Is good, yes!
Directed by I. Freleng; Story by Warren Foster; Animation by Gerry Chiniquy, Art Davis, Ben Washam, and Ted Bonnicksen; Layouts by Hawley Pratt; Backgrounds by Irv Wyner; Voice Characterization by Mel Blanc; Musical Direction by Milt Franklyn. A Looney Tune released on October 2, 1954.
During the 50’s there was a time where Mr. Freleng directed some shorts teaching about America’s economic systems. Sponsored by the Sloanne Foundation, all three of them had Sylvester in them to keep them relatively humorous. This is the first of them.

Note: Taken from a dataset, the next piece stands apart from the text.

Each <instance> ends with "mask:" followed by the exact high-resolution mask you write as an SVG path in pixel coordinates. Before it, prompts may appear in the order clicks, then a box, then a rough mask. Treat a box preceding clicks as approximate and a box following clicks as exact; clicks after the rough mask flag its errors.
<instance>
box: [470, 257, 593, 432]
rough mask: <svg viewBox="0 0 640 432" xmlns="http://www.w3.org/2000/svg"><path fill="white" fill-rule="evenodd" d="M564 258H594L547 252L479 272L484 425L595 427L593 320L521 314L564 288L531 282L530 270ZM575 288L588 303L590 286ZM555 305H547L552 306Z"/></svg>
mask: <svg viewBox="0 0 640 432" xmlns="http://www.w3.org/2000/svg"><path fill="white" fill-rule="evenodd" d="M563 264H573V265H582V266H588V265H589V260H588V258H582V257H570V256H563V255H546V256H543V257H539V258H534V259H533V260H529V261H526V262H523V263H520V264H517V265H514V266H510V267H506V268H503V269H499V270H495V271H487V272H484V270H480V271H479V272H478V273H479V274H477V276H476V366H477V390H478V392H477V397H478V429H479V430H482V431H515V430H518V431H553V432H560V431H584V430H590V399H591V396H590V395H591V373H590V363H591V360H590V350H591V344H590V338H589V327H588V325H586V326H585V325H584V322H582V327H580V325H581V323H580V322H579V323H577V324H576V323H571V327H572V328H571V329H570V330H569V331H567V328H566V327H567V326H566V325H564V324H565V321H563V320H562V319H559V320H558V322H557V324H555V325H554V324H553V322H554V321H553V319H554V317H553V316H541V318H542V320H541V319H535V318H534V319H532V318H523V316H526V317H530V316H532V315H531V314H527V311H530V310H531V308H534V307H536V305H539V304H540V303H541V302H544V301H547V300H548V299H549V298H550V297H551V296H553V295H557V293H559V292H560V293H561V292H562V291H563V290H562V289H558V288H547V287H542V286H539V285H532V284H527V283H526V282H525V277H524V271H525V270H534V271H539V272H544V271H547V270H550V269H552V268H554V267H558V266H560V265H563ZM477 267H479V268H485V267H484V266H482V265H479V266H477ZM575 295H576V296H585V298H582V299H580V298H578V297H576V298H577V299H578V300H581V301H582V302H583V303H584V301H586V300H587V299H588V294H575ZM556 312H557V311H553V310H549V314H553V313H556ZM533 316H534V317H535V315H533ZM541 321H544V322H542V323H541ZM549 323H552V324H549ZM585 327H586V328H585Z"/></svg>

In a German town called Knokwurst-on-der-Rye, (I hear they have good taste) a mouse named Hans has returned from America. His family eager to hear about his trip. It started off simply enough, he greeted his cousin, Willie and they set off to see the sights. Hans is amazed by all the technological advancements this new land has compared to what he’s familiar with. Surely, these are all very rich people to be able to afford all these wonderful things. Actually, no. But Willie isn’t exactly the best one to explain how the system works and so they visit a mouse at a university to explain things. Basically, the people who make these products, sell them for cheaper than it costs to make them. In such a competitive market, you have to cut prices to give the customer reason to take your product over theirs. Seeing as a cat is stalking them, the professor (who doesn’t really have a name, so I’m just going to call him that) slams Sylvester’s head in a book before continuing the discussion in a drawer. When the cat peeks in, he burns his whisker on the lighter they were using as a light source and as he goes to put it out, they relocate to a filing cabinet. To continue the discussion, selling things without making a profit, can work to the producers favor. If enough people want to buy his product, then in the end he will still make a good amount of money. Sylvester is able to find them easily, because they foolishly hid in the folder about mice. Luckily for them, it was also clearly about mallets. They hide in a water cooler. Can’t have a meal without a drink right? I like how Sylvester actually bothers to drink all the water he’s emptying to get them out. (No sense in wasting it.) But now he’s too waterlogged to catch up to his prey, and the professor is able to lure him into an open manhole. Hans finishes up his story. (Because I guess he came home after that.) His family now knows the ways of mass production. Correction: they always were quite aware of it. Mice have many offspring, after all.
Hope you aren’t trying to actually learn economics from me. I’m an animation historian/zoologist. I’m just summarizing what I got from this short. If you really want to know more, visit your local library. So you can use their computers to study. In today’s day and age, is there really any point in doing it the old way?